When you drop the LiteLLM component into your dashboard, you give it a few pieces of information:

  1. Model name – the exact name of the LLM you want to use (e.g., gpt-3.5-turbo).
  2. Provider – which service the model comes from (OpenAI, Azure, Anthropic, etc.).
  3. API key – the secret key that lets your dashboard talk to that provider.
  4. Other settings – optional knobs that control creativity, length, retries, and streaming.
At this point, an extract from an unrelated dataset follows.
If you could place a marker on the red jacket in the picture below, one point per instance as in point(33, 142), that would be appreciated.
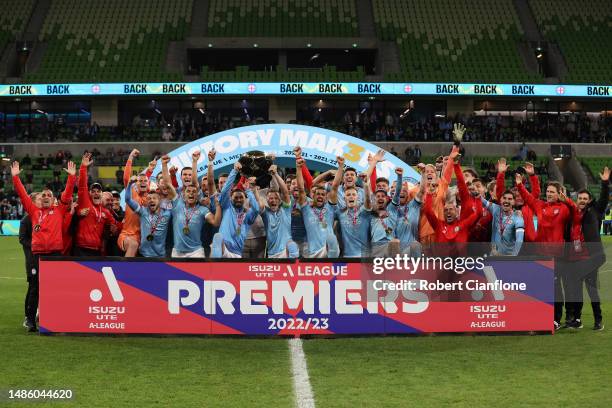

The component then creates a LiteLLM client, passes your message to the chosen model, and returns the model’s reply. If you enable Stream, the reply comes back piece‑by‑piece so you can show it live.

Inputs

  • Input: The text or conversation you want the model to respond to.
  • Model name: The name of the model to use. For example, gpt-3.5-turbo.
  • API key: The secret key that authenticates your request to the provider’s API.
  • Provider: The provider of the API key. Options are OpenAI, Azure, Anthropic, Replicate, Cohere, OpenRouter.
  • Temperature: Controls how random the model’s responses are. Lower values make the output more deterministic; higher values make it more creative.
  • Model kwargs: A dictionary of extra keyword arguments you want to pass to the model. Leave it empty if you’re not sure.
  • Top p: Limits the model to the most probable tokens that add up to this probability mass. Useful for controlling randomness.
  • Top k: Limits the model to the top k most probable tokens. Another way to control randomness.
  • N: Number of chat completions to generate for each prompt. The API may return fewer if duplicates are produced.
  • Max tokens: The maximum number of tokens the model can generate for each reply. Helps keep responses short and cost‑effective.
  • Max retries: How many times the component will try again if the API call fails.
  • Verbose: If true, the component will log detailed debugging information.
  • Stream: Enable streaming of the model’s reply so you can display it as it arrives.
  • System Message: A message you can send to the model that sets the overall tone or behavior (e.g., “You are a helpful assistant.”).

Outputs

  • Text: The raw text reply from the language model. You can feed this into other components or display it to users.
  • Model: The underlying LiteLLM client object. Useful if you want to chain multiple calls or inspect the configuration later.

Usage Example

  1. Add the LiteLLM component to your workflow.
  2. Set the inputs:
    • Input: “What is the capital of France?”
    • Model name: gpt-3.5-turbo
    • Provider: OpenAI
    • API key: (enter your OpenAI key)
    • Temperature: 0.5 (moderate creativity)
    • Max tokens: 50 (keep the answer short)
  3. Connect the Text output to a “Display Text” component so the answer shows up on the dashboard.
  4. Run the workflow. The model will reply with “Paris” (or a short explanation).
  • ChatGPT – A pre‑configured component that only works with OpenAI’s GPT models.
  • Anthropic Claude – Connects to Anthropic’s Claude models.
  • Cohere – Uses Cohere’s language models.
  • Replicate – Calls models hosted on Replicate’s platform.
  • OpenRouter – Accesses models available through OpenRouter.

Tips and Best Practices

  • Keep your API key hidden by using the SecretStrInput field; it won’t show up in the UI.
  • Use a lower Temperature for factual queries and a higher one for creative writing.
  • Set Max tokens to avoid unexpectedly long responses that cost more.
  • Enable Stream if you want to show answers in real time, especially for long replies.
  • If you need multiple answers, set N to a higher number but remember the API may return duplicates.

Security Considerations

  • Never expose your API key in public dashboards or share screenshots that reveal it.
  • Store keys in environment variables or secure vaults when deploying the system.
  • Use the Verbose option only when troubleshooting; it can reveal sensitive request details in logs.
  • Review provider terms of service to ensure your usage complies with their policies.